Taruhan Brasil 2025: Kerugian $12 Miliar dan Lonjakan Pix

Taruhan Brasil 2025: Kerugian $12 Miliar dan Lonjakan Pix

Kehilangan Besar di Dunia Taruhan Brasil

Pada tahun 2025, banyak keluarga di Brasil terpukul oleh kerugian finansial signifikan akibat aktivitas taruhan yang melonjak. Berdasarkan data dari Komite Nasional Sekretaris Keuangan, kehilangan diperkirakan mencapai R$62,5 miliar, setara dengan lebih dari $12 miliar dalam dolar AS. Ini mewakili sekitar 0,68% dari total pendapatan rumah tangga nasional yang bisa dibelanjakan.

Data dan Interpretasi

Laporan tersebut mengandalkan informasi dari Bank Sentral Brasil serta berbagai statistik ekonomi. Kerugian didefinisikan sebagai selisih antara total taruhan dan hadiah yang dikembalikan kepada para pemain. Meski tidak semua uang yang diproses melalui Pix lenyap, banyak di antaranya kembali dalam bentuk kemenangan kepada para pengguna. Rugi bersih menjadi metrik utama dalam analisis ini.

Peran Pix dalam Ekosistem Taruhan

Pix, sistem pembayaran instan di Brasil, memainkan peran penting dalam peningkatan transaksi taruhan. Pada tahun 2025, bisnis taruhan menerima sekitar R$350,97 miliar melalui Pix. Meskipun tidak semuanya berakhir sebagai kerugian, aliran dana ini menggambarkan besarnya aktivitas taruhan yang berlangsung.

Transformasi Pembayaran yang Mendasar

Mulai Januari 2025, ketika Brasil mewajibkan perusahaan taruhan mendaftar, pola pembayaran mengalami perubahan besar. Transfer dari individu ke bisnis dalam sektor-sektor seperti seni, budaya, olahraga, dan rekreasi meningkat, sementara pengembalian uang kepada pengguna meningkat dengan laju yang lebih lambat. Ini menunjukkan bahwa aktivitas taruhan lebih mudah terlihat dalam data pembayaran rumah tangga dibandingkan hanya mengandalkan laporan pendapatan industri.

Disparitas Antara Data Resmi dan Lapangan

Perbedaan mencolok muncul antara perkiraan Comsefaz dan data yang diungkapkan pemerintah federal. Kementerian Keuangan melaporkan pendapatan R$36,9 miliar dari operator taruhan legal pada tahun 2025. Namun, Comsefaz menunjukkan angka yang jauh lebih besar, selisihnya mencapai R$25,6 miliar, kemungkinan disebabkan oleh ukuran pasar yang tidak diatur.

Pangsa Pasar Taruhan Ilegal

Sebuah studi berbeda oleh LCA, yang diamanatkan oleh Institut Permainan Bertanggung Jawab Brasil, memperkirakan bahwa aktivitas taruhan ilegal dapat mencapai 41% hingga 51% dari total pasar.
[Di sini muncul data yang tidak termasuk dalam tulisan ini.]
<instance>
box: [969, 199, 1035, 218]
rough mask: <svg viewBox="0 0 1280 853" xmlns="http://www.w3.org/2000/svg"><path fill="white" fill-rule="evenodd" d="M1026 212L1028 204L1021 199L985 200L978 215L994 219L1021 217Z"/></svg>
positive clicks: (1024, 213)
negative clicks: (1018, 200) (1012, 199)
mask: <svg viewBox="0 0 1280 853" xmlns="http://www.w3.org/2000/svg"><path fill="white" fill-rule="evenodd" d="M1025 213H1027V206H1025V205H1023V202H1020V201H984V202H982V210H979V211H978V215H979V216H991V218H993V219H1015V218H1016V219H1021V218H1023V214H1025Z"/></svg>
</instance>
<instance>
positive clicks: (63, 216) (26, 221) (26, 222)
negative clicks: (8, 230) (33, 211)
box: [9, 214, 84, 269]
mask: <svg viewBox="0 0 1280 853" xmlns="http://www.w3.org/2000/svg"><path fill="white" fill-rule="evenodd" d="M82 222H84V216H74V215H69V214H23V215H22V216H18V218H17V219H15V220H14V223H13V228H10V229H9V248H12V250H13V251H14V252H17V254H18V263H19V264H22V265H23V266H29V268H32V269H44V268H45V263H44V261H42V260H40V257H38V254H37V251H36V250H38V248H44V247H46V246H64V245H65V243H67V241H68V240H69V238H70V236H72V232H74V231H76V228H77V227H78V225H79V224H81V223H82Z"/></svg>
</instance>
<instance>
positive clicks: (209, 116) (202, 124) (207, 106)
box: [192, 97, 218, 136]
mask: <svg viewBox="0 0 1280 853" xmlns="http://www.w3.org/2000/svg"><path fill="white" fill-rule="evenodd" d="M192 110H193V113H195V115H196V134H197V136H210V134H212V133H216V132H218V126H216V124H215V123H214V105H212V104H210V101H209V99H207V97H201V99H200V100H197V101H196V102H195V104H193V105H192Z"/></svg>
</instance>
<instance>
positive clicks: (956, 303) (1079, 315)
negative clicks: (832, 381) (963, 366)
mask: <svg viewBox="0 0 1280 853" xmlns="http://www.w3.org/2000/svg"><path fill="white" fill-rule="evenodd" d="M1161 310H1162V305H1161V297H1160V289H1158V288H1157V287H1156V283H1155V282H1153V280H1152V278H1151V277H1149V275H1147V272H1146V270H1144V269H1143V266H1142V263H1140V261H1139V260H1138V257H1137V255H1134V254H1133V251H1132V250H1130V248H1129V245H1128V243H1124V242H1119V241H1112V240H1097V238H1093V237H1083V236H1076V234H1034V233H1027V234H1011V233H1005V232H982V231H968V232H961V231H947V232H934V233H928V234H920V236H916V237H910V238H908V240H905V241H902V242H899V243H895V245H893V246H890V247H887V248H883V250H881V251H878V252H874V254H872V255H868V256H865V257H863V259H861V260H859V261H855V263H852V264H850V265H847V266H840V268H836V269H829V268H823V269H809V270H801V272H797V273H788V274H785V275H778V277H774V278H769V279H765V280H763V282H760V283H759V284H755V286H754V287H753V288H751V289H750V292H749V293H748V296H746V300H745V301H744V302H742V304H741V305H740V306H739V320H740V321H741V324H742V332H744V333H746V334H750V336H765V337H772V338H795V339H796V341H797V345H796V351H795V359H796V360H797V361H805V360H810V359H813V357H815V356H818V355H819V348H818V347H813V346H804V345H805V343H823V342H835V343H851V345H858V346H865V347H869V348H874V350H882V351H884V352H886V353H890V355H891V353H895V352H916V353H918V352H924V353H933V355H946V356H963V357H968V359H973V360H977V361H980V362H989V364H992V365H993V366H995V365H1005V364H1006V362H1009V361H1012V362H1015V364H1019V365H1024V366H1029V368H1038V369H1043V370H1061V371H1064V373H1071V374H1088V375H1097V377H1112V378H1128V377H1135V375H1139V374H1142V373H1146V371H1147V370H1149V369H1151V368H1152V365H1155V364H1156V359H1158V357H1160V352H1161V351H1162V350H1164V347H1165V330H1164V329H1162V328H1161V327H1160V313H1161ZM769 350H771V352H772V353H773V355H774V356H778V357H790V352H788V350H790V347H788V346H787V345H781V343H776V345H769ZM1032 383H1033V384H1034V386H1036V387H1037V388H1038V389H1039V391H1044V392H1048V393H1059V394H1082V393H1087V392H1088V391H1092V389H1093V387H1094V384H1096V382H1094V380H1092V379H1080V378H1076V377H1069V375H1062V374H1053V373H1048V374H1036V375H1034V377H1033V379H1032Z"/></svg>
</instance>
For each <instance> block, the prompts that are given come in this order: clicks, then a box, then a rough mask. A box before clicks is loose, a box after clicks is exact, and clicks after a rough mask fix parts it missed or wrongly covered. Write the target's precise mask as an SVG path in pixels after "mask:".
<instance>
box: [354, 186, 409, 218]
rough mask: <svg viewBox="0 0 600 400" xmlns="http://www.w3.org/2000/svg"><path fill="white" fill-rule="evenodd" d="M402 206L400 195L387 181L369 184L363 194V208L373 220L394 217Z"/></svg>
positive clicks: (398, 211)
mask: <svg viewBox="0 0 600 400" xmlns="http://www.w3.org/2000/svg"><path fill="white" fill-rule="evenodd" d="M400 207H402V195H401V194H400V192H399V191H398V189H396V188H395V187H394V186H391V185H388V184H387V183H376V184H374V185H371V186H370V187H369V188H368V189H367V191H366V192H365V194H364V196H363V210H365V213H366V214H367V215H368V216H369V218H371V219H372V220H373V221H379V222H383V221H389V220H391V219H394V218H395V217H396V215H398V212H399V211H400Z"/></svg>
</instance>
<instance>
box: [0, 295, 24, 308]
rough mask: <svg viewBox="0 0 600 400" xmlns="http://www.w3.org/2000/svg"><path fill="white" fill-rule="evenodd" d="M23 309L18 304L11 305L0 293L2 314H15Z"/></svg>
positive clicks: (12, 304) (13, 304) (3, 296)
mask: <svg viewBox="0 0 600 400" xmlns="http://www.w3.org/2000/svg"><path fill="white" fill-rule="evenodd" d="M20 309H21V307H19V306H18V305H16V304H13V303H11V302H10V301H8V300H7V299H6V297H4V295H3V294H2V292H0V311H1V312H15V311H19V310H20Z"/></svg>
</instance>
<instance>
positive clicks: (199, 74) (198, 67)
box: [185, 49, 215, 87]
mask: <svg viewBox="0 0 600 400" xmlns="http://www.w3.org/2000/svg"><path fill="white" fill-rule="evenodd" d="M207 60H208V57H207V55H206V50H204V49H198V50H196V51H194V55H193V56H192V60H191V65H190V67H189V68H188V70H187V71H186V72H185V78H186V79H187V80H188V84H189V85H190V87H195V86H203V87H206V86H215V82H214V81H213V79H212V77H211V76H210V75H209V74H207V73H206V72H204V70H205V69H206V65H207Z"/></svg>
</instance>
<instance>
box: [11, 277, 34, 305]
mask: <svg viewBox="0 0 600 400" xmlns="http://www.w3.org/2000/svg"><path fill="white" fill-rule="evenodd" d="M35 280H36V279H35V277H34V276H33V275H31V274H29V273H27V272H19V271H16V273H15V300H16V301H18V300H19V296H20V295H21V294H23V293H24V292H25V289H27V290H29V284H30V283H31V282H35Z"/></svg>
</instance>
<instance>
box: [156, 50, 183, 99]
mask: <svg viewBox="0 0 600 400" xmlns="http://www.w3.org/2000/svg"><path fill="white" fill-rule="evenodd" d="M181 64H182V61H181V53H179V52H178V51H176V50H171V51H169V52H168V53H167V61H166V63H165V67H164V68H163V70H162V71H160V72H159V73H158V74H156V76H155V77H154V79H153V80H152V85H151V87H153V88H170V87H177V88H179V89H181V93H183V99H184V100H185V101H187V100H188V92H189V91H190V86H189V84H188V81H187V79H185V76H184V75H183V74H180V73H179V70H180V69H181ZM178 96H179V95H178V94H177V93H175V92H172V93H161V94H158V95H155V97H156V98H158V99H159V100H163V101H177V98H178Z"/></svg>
Laporan Comsefaz tidak menyebutkan bahwa seluruh perbedaan berasal dari operator gelap, tetapi angka-angka ini menunjukkan betapa sulitnya menilai ekonomi taruhan Brasil hanya melalui pasar yang diatur.
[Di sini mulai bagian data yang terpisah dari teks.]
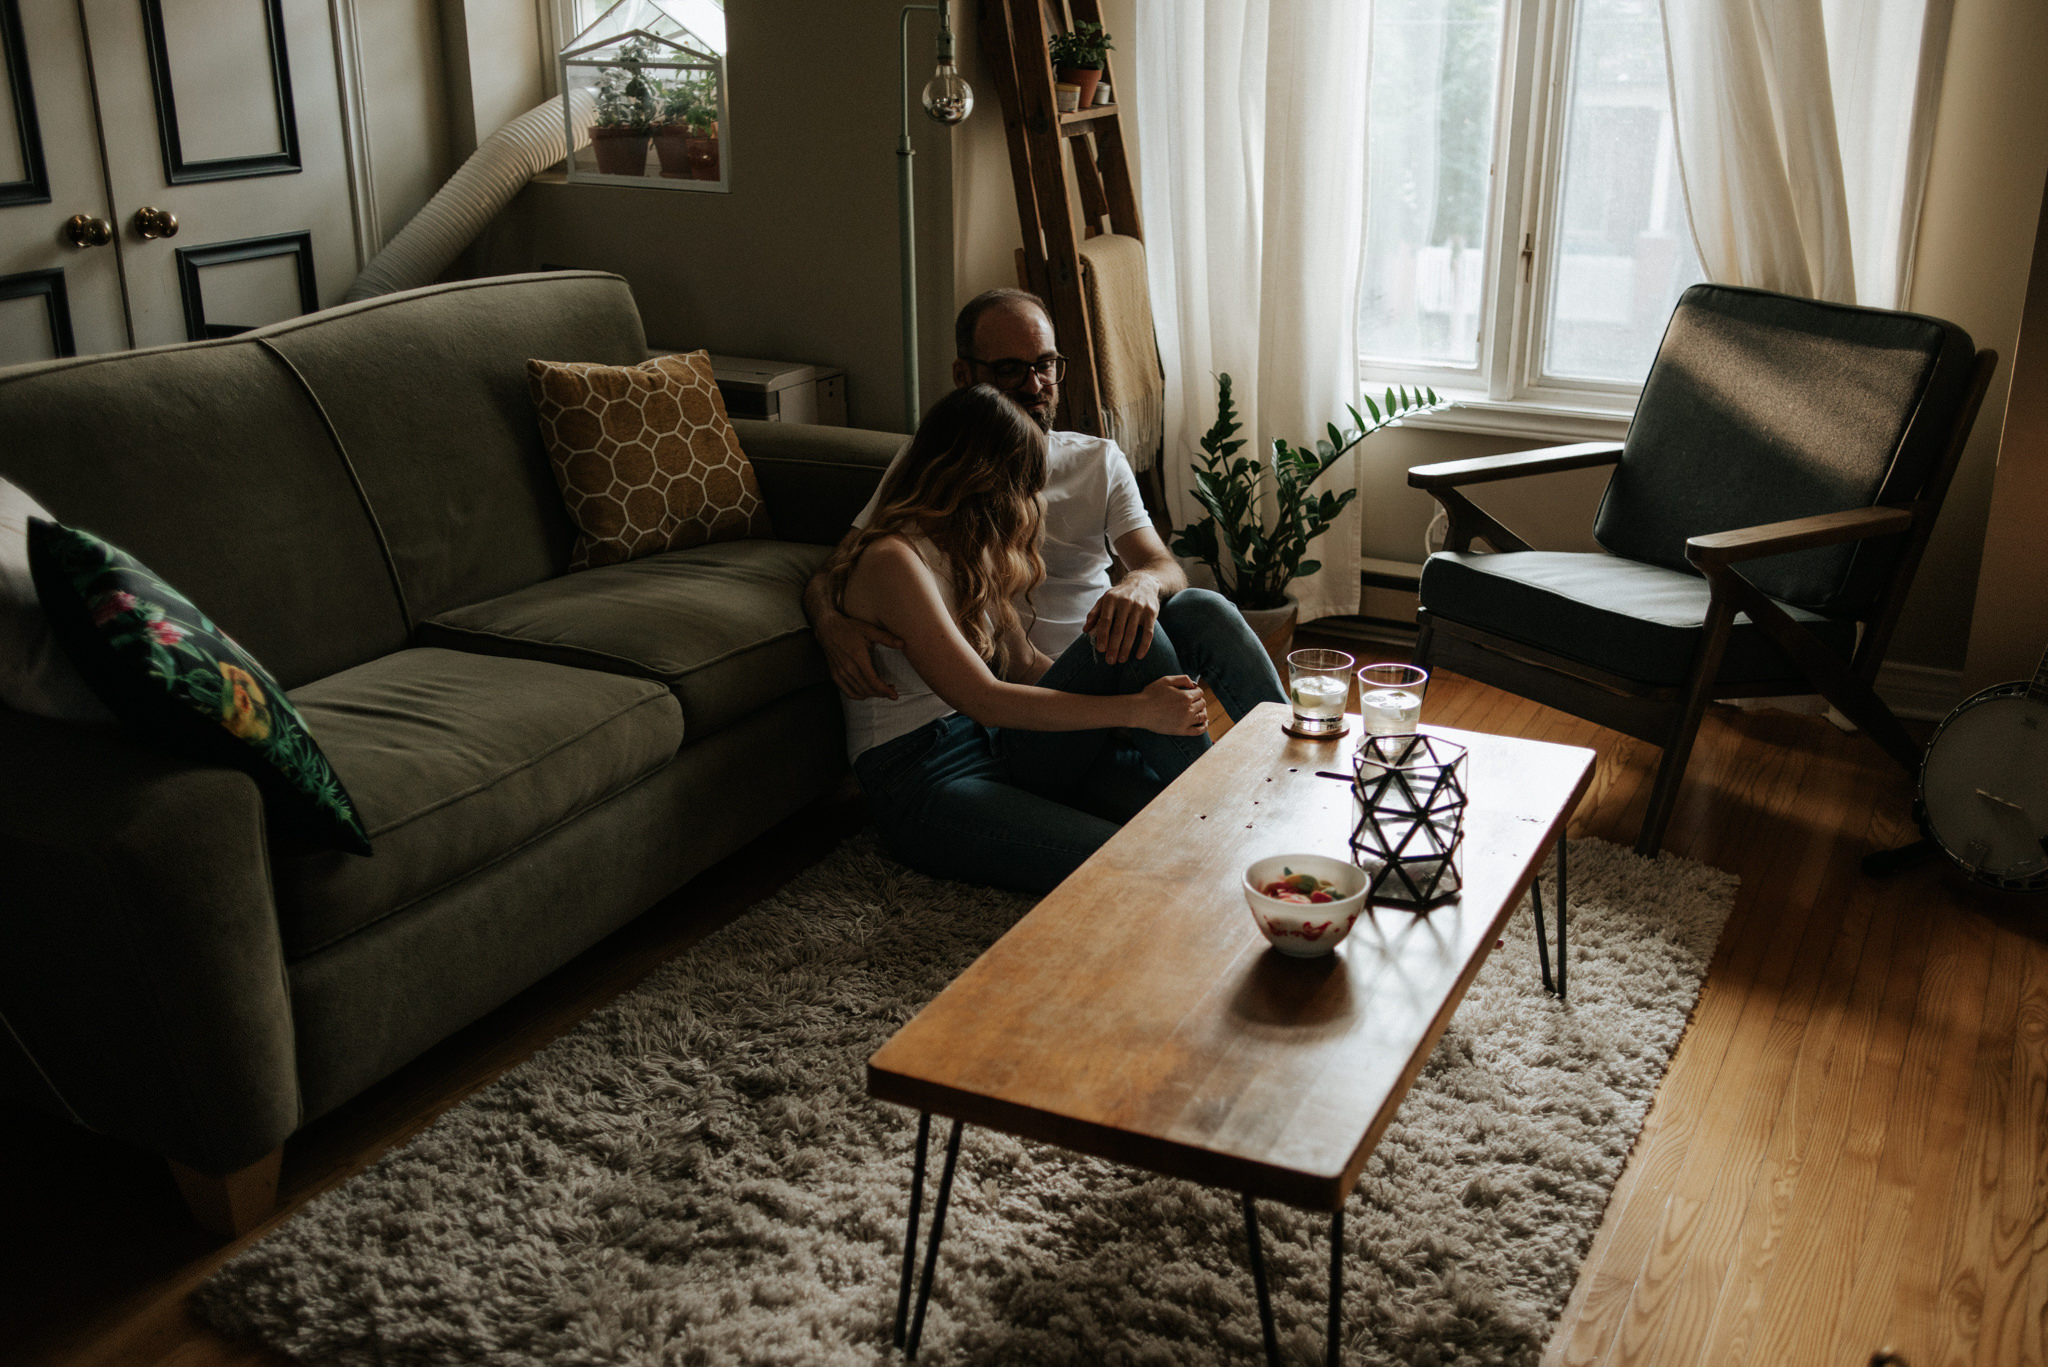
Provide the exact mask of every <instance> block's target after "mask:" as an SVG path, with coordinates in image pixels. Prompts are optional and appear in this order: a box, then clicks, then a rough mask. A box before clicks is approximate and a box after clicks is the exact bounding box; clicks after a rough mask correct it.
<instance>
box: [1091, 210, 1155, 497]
mask: <svg viewBox="0 0 2048 1367" xmlns="http://www.w3.org/2000/svg"><path fill="white" fill-rule="evenodd" d="M1081 293H1083V295H1085V297H1087V318H1090V324H1092V330H1094V342H1096V373H1098V377H1100V381H1102V396H1100V398H1102V426H1104V432H1102V434H1104V437H1108V439H1112V441H1114V443H1116V445H1118V447H1122V449H1124V455H1128V457H1130V467H1133V469H1139V471H1143V469H1151V467H1153V461H1155V459H1157V455H1159V441H1161V434H1163V430H1165V381H1163V379H1161V377H1159V342H1157V338H1155V336H1153V320H1151V295H1149V293H1147V289H1145V244H1143V242H1139V240H1137V238H1126V236H1122V234H1102V236H1100V238H1087V240H1085V242H1081Z"/></svg>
Dampak Kebijakan dan Pembatasan Sosial

Laporan Comsefaz juga menyoroti aktivitas Pix dari Oktober 2024 hingga Maret 2026, memperkirakan rata-rata tambahan transaksi bulanan sebesar R$24,1 miliar terkait dengan taruhan. Arus keuangan ini tidak konsisten, terutama setelah pemerintah melarang penerima program Bolsa Família bertaruh pada Oktober 2025. Pertumbuhan transaksi melambat setelah kebijakan ini diberlakukan, mengindikasikan partisipasi signifikan dari rumah tangga berpenghasilan rendah dalam pasar taruhan.

Efek Kebijakan pada Aktivitas Taruhan

Penelitian ini menyoroti kuatnya pengaruh kebijakan tersebut: pembatasan yang menargetkan penerima bantuan sosial diikuti oleh penurunan nyata dalam aktivitas pembayaran terkait taruhan. Ini menunjukkan bagaimana kebijakan dapat mengatur dan bahkan mengendalikan aliran ekonomi dalam sektor taruhan yang dinamis.